Guelph’s new CPR station, to the immediate north of the crossing, had opened a year earlier. One of the improvements in the area had been a new set of gates on Eramosa Road, operated by an attendant in a small tower beside the track.

The operator obviously had not checked the street. The gate came down between Hortop’s horse and the carriage. The gate keeper saw what had happened, and quickly lifted the gates, only to let them fall a second later. This time the gate struck Hortop’s wrists, leaving nasty bruises.

The operator eventually raised the gate successfully, allowing Hortop to proceed. It was a close call: a freight train was backing through the crossing, and missed Hortop’s rig by inches.

Hortop was lucky. Had his horse balked, the incident might have been fatal. Hortop himself was taken to the General Hospital for x-rays to determine whether any bones in his wrists and hands had been broken.

There had been a couple of other incidents at that crossing during the summer of 1912. Undoubtedly the gate keeper was responsible. Canadian Pacific admitted no responsibility for itself or its employee, so the full details are not known. Nevertheless, it was the practice of railways to assign employees who had been injured to positions as crossing gate attendants. Occasionally, men with drinking problems would receive such assignments, rather than being dismissed.

The man on duty at Eramosa Road may have been one of the latter. He might also have had some physical incapacity that prevented him from controlling the gates competently.
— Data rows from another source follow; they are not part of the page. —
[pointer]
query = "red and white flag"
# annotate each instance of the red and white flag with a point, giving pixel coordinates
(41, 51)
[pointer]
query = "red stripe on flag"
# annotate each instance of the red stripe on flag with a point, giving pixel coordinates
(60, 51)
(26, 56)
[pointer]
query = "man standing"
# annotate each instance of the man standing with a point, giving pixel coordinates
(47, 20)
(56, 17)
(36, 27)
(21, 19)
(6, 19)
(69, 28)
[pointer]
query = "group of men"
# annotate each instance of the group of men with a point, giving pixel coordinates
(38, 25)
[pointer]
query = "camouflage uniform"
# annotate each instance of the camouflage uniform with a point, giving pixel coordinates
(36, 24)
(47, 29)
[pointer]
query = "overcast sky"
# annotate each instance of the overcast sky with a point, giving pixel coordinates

The hidden side of these incidents was the legal one. The majority of the public considered railways to be fat cats, ready to be plucked for generous settlements in lawsuits. Every railway employed an army of lawyers to defend its interests. When the company was responsible for injury or damage it usually settled quickly.

But if the legal men considered that their employer was being exploited they mounted a strong defence. The worst outcome for them was a suit going to a jury trial. Juries invariably sided with the poor plaintiff suing the big and heartless railway company.

No matter what the course or outcome, those petty cases were costly to the railways, and troublesome in that they invariably caused some ill will against themselves.

In those three cases of September 1912, only Henry Hortop had a genuine claim against the railway. He may well have sued and settled quietly, out of court. Bill Godfrey, the Elora agent, surely felt a little foolish for his laziness in not getting the ladder in order to wind the clock.

And Clemes and his pal were probably happy to let the whole matter drop. No juror could ever fault a railway because a couple of men walked into the side of a baggage car in broad daylight.